Apr 11 2018. view 191
Autism – do we know enough about it? Are we accepting these children and young adults with autism to be part of our society? Do we give them the love and care we would give our children who are not autistic? These are some of the questions that the Reach Beyond team strived to answer when they organized the awareness walk to commemorate the World Autism day recently.
Reach Beyond – Autism and Child Development Centre’s “Walk to Accept, Include and Empower” which was held at the Viharamahadevi Park was a successful event patronized by the young and old alike to support this cause, as it aims to create awareness at grassroots level and promote a more inclusive society for children and young adults with disabilities. It was encouraging to see so many people with no barriers of social backgrounds, age, race or religion join hands together in one accord, with one purpose in mind – to help and empower these individuals with special needs.
Reach Beyond ‘Parents as Partners’ support group is the first island-wide parent disability movement in Sri Lanka. They are a free of charge support network for parents of children with all disabilities, in operation since November of 2016, with a growing membership of more than 700 parents. Their goal is to build a tri-lingual parent support network of 10,000 parents across the country within the next 3 to 5 years.
Awareness and acceptance go a long way in helping individuals with autism lead a meaningful life. The parents of children with autism not only struggle with helping their child cope with the struggles of daily life, but also feel belittled by the judging eyes of the public.
The walk was followed by several tri-lingual events including a talent show, fun fair and forum for parents. Many parents were seen mingling and getting to know individuals with autism and their families who could in the future help and support them overcome the stigma. This was a great opportunity for them to realise that they need not feel alone anymore.
Reach Beyond14/7 Tickell Road, Colombo 8. For registration, and information contact – 0112684441 or 0777 327120/1
The Daily Mirror Life spoke to some of the people gathered at the park to get their view on this project.
Many years ago back in 1973, my father started a similar project and it was called the Sunshine Camp. It’s a really good thing that people are taking a keen interest in Autism. It is indeed an honour to see so many participants. What I noticed was that it is the parents who are burdened with these children and in most cases it is the mother. It’s great to see that these children are accepted in society. Now many schools have also accepted them into their regular classes.
We have at least one kid who is different in our families. We also have close friends in the same situation. Even at this stage of our lives, we felt that we must help to address this issue as Sri Lanka needs to look after these children just like all the other children. So that’s why I’m here. I would like to see where I can also help.
Autism is not a disease, these children are just like our children. What they need is love and care. Please do not isolate them. Accept them as your children, show them, love, show them kindness and affection.
It’s amazing and inspiring to see all these people come to support these kids we love so much.
Since Autistic Children are also children it’s important that the legislature includes them and have them in mind when they make legislations and Acts so that the scope will be broad when it comes to securing their lives.

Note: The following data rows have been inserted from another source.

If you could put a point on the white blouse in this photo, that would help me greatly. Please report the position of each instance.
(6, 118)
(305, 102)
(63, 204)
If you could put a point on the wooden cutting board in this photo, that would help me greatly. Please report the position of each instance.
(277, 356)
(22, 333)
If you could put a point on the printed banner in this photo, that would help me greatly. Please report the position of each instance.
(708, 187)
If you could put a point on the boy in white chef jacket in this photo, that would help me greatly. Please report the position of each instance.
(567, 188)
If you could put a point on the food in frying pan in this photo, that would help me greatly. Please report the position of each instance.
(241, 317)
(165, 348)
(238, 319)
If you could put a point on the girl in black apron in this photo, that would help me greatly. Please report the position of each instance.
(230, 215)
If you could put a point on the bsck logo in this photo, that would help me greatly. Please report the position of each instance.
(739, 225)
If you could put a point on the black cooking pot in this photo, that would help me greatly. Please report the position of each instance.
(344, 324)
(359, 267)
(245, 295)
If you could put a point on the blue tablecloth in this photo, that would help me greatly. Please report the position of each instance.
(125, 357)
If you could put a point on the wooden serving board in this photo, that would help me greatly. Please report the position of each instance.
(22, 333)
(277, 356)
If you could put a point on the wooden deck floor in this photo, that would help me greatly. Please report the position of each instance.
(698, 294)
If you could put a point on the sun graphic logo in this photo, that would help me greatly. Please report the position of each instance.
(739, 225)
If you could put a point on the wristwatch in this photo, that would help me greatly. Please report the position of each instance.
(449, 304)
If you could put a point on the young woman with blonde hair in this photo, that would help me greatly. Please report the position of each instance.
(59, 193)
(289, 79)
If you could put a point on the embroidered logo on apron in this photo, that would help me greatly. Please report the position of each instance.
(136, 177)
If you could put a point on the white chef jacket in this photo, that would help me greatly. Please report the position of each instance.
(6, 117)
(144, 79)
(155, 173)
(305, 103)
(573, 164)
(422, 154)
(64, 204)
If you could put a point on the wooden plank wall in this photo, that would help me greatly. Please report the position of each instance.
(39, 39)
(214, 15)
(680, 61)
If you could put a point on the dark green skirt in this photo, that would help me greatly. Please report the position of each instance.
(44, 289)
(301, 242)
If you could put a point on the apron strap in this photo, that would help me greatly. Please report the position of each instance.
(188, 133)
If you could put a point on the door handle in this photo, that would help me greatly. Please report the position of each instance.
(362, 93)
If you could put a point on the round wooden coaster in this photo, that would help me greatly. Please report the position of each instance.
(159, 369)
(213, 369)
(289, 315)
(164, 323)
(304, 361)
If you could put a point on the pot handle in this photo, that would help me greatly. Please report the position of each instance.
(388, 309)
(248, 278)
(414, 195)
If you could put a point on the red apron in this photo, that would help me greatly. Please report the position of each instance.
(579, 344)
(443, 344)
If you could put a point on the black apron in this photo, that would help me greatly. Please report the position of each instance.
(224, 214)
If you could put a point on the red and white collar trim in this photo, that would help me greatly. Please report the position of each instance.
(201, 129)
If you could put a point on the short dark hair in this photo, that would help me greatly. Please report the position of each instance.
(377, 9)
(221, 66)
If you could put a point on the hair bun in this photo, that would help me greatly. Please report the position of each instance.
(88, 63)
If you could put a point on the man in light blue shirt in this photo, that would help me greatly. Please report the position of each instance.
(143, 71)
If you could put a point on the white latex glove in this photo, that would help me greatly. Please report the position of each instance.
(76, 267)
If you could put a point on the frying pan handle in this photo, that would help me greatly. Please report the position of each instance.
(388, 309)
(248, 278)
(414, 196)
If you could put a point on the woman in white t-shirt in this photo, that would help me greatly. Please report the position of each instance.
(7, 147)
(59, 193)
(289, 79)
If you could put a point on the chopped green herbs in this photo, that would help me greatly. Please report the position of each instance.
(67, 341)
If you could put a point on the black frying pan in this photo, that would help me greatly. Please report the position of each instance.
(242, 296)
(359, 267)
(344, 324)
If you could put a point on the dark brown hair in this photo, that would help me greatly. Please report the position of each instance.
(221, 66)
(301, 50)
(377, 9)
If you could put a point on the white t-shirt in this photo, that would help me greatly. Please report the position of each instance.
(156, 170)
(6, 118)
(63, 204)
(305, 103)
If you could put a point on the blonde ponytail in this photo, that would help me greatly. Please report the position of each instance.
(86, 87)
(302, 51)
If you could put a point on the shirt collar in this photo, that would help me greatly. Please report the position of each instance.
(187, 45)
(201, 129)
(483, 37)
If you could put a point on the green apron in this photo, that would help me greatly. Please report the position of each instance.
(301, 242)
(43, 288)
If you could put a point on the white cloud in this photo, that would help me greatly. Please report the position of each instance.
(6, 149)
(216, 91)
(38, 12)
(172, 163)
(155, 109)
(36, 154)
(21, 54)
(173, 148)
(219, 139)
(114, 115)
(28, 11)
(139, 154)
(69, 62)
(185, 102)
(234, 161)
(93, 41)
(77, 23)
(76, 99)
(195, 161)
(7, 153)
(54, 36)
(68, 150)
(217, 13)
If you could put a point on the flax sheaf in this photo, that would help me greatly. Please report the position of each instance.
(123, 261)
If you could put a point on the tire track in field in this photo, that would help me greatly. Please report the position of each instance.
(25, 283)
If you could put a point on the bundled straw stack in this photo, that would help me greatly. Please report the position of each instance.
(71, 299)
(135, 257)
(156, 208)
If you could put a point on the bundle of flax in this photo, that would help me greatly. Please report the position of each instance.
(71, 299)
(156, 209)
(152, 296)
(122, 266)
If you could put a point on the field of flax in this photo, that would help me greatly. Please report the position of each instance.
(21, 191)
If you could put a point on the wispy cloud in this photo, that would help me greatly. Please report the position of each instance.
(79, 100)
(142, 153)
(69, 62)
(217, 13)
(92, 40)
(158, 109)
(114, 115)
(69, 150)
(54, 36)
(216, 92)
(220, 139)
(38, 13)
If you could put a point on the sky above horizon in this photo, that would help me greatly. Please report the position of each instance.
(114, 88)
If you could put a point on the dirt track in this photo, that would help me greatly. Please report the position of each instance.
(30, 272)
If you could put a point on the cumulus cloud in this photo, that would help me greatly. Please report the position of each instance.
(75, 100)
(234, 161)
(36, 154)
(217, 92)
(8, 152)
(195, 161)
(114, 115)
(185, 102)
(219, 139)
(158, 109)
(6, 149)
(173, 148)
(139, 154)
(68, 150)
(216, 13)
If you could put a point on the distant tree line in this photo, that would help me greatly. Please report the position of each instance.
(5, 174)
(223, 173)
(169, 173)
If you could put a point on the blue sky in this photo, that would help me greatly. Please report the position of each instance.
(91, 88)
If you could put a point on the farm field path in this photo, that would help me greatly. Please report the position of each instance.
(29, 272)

I’ve been helping from last year. We have kids like this in our classes at school also and we’ve been growing up with them so we don’t show them any difference. We treat everyone equally.
The walk was very well organized. It’s doing a great job at bringing about awareness. Everyone has got together for a common cause. I’m here to support Kiara and her family.
This is my second year helping at this walk. It empowers everybody who has Autism so it’s great.
think it’s really important that we include Autistic children because the Western World is progressing but clearly Sri Lanka isn’t, so it’s time we take a stand on this now.
We are from IOM (International Organisation for Migration). This is a really good cause. It was well organized. Sadly Autism is not talked about much in Sri Lanka. But these children need to be given a lot of attention and care.